White Oak Question

Daniel Gill  |  6/27/2015 3:23:42 AM

Picture of skeletonized oak leaves

Picture of skeletonized oak leaves

Picture of white oak tree with damaged foliage.

I have a white oak that is approximately 70-75 feet tall. The age is unknown. The leaves at the bottom and center of the tree are turning brown. The leaves at the upper most part of the tree are still green. The tree otherwise looks healthy. What is the cause of this condition? Is the tree in danger of dying and is there anything I can do? I have three more white oaks on my property that have a few brown leaves, but most are green and healthy looking.

Thanks for the assistance.

- Larry H.


I think the news is good. The second image clearly shows the symptoms.

These appear to be skeletonized oak leaves, and this type of damage is caused by insects. The damage was caused by a heavy outbreak of a caterpillar on the tree such as the oak skeletonizer (Lepidoptera) or scarlet oak (slug) sawfly (Hymenoptera). Both types of pests cause identical damage - eating the leaf tissue and leaving veins.

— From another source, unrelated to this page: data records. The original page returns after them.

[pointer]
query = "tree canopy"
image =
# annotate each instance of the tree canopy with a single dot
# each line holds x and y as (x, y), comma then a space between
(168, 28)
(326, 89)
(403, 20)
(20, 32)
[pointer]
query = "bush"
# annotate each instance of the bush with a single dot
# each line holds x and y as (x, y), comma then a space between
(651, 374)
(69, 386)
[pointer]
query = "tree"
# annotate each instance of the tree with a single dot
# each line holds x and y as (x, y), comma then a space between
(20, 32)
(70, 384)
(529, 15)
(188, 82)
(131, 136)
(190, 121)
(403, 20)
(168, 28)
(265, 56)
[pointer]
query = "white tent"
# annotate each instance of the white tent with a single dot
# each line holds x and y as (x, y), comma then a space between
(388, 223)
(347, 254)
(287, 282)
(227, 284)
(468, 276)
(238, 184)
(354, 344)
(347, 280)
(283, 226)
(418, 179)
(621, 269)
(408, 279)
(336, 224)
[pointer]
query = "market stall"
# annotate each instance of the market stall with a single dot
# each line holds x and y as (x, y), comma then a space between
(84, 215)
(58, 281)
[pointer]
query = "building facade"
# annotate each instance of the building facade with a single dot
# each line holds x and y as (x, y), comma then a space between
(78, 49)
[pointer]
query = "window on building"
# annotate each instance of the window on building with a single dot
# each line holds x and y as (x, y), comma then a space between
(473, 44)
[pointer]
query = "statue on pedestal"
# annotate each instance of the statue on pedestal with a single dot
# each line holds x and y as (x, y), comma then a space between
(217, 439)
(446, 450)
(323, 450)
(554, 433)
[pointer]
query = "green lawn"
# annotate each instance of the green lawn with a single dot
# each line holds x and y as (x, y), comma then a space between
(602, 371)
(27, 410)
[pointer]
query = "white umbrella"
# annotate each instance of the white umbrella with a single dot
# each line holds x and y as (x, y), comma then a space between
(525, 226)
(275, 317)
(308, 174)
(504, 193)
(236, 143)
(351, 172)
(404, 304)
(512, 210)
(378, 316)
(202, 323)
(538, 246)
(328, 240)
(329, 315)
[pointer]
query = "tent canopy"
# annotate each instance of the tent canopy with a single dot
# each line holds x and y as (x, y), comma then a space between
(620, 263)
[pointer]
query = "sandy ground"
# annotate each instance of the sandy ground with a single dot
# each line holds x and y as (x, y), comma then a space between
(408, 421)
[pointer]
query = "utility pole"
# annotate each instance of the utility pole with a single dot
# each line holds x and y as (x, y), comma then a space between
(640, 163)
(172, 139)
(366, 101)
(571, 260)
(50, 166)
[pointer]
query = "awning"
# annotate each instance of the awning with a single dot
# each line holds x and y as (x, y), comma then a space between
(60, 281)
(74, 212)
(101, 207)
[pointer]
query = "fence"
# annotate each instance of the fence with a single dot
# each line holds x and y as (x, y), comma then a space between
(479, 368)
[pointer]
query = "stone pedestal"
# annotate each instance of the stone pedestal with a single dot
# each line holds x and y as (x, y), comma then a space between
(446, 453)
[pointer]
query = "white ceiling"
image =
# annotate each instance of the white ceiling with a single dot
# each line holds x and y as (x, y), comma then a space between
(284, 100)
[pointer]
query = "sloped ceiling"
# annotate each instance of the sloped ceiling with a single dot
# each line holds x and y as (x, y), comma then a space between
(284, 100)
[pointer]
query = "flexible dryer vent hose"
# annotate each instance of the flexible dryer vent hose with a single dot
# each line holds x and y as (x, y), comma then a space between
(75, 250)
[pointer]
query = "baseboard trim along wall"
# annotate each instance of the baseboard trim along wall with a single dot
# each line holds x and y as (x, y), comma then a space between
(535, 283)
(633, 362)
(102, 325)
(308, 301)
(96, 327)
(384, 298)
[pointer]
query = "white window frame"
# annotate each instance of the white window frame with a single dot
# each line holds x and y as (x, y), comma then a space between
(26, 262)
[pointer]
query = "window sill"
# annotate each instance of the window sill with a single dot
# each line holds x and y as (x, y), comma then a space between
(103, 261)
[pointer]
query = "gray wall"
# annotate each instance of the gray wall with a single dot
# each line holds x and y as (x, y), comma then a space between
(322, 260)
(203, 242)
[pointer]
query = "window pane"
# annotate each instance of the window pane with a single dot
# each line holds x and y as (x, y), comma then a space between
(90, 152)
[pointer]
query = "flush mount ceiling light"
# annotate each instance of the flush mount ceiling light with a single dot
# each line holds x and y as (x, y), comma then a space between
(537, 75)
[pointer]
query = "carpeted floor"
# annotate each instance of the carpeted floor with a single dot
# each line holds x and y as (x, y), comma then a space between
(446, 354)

Although the damage is very extensive, trees generally recover from damage to their foliage. The oak may send out a new flush of growth to replace the damaged leaves this summer.

Spraying a tree that large would be difficult, and I don't see any living larvae on the leaves in the photo. It is possible they have already run their course and have come and gone at this point. In that case, spraying would not help.